Best Blogs of April: Law Firm Leadership and Management

This is my 18th post in a series of monthly features that I have dubbed “Best of My Blog Roll.” The concept is simple – at the end of a month I often peruse my own blog roll (see that column on the right) for material created by other bloggers that I think is most worthy of sharing with others, and then I report on it here.

For the month of April 2014, I have chosen to highlight two blog posts on the subject of law firm leadership and management.

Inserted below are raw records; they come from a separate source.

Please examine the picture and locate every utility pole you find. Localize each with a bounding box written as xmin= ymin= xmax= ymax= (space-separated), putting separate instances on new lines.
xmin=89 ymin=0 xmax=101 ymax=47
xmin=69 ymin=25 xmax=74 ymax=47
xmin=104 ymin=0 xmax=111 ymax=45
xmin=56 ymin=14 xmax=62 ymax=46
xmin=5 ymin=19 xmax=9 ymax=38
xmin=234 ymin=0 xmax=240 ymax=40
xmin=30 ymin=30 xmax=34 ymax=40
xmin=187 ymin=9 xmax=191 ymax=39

The first post is about the leading indicators of success at law firms, and was published by Adam Smith, Esq. This post explains why shared vision (what I would call a “mission”) is so important, as well as building a C-Suite of completely empowered non-lawyer support professionals (for large law firms). It reminds me a bit of what I discovered in my own journey to find the keys to success at AmLaw 200 firms, which resulted in the publication of “The 10 Habits of Highly Successful Law Firms.”

The second post, entitled “What’s Next for Law Firm Leaders,” features an interview with Lee Pacchia from the “Business of Law” Web TV program, as well as some challenging analysis from Tim Corcoran of the “Business of Law” blog. Among the topics on which Corcoran opines are the relationship of behavior and compensation, one of the reasons that some law firms fear investment spending, and the prevalent law firm strategy of management by consensus or committee.

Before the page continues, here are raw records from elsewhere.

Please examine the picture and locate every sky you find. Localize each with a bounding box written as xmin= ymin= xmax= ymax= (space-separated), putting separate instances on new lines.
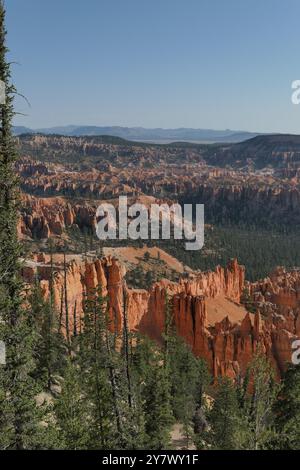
xmin=5 ymin=0 xmax=300 ymax=133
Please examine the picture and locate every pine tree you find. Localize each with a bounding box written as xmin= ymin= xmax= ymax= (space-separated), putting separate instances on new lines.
xmin=80 ymin=287 xmax=119 ymax=449
xmin=54 ymin=359 xmax=91 ymax=450
xmin=206 ymin=378 xmax=242 ymax=450
xmin=144 ymin=353 xmax=174 ymax=450
xmin=0 ymin=1 xmax=52 ymax=449
xmin=29 ymin=281 xmax=67 ymax=391
xmin=274 ymin=365 xmax=300 ymax=450
xmin=245 ymin=351 xmax=279 ymax=450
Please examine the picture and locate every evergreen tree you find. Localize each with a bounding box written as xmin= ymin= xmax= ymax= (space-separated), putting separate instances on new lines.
xmin=274 ymin=365 xmax=300 ymax=450
xmin=80 ymin=288 xmax=119 ymax=449
xmin=206 ymin=378 xmax=242 ymax=450
xmin=0 ymin=1 xmax=51 ymax=449
xmin=54 ymin=359 xmax=91 ymax=450
xmin=245 ymin=351 xmax=279 ymax=450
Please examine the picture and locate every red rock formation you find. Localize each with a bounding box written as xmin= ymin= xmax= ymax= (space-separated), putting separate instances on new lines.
xmin=24 ymin=258 xmax=300 ymax=377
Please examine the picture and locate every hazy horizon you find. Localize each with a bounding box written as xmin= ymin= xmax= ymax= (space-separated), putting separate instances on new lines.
xmin=6 ymin=0 xmax=300 ymax=134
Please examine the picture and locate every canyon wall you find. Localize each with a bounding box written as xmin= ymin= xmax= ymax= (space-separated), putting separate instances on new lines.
xmin=24 ymin=258 xmax=300 ymax=377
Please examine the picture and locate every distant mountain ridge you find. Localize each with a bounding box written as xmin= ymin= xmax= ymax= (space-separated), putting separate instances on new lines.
xmin=14 ymin=126 xmax=259 ymax=143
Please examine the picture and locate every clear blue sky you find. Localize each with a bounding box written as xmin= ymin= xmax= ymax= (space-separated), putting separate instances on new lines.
xmin=6 ymin=0 xmax=300 ymax=133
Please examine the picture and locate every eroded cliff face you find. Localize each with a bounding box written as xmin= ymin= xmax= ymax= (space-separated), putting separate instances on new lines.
xmin=24 ymin=258 xmax=300 ymax=377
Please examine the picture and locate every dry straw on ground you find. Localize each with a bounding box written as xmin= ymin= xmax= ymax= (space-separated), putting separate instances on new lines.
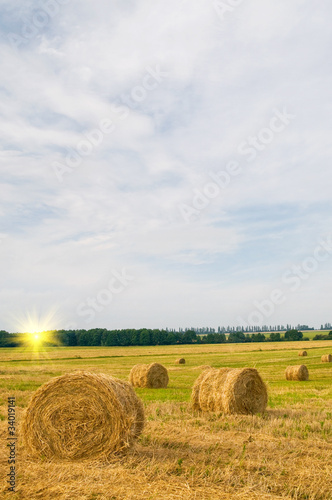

I also liked one other post a lot that deserves mention. It is found on LawVision INSIGHTS, and deals with the common and very valid refrain from some law firm partners that they are hesitant about business development when they are already handling maximum capacity. This post, however, does not mention what I feel is the most obvious business solution to this problem – the solution employed by business enterprises globally.

When businesses are functioning to capacity and they have the ability to generate new orders, they don’t shut down or stop taking orders. Instead, they invest in additional plant capacity, or more frequently and effectively, they use technology and process improvement to increase capacity by reducing the labor hours per project. This allows a business to operate to higher capacity without adding headcount or spending capital on larger workspace.

Furthermore, if you can figure out how to do more with less (as companies do every day) then you can charge more per hour and still offer the client savings on a per project basis. Everyone is a winner when you figure out how to be more productive, and that is why productivity is related to business/client development.

Every sophisticated business in the world must use process improvement and technology to serve their customers better, or they don’t survive. That same competitive atmosphere is now descending on law firms.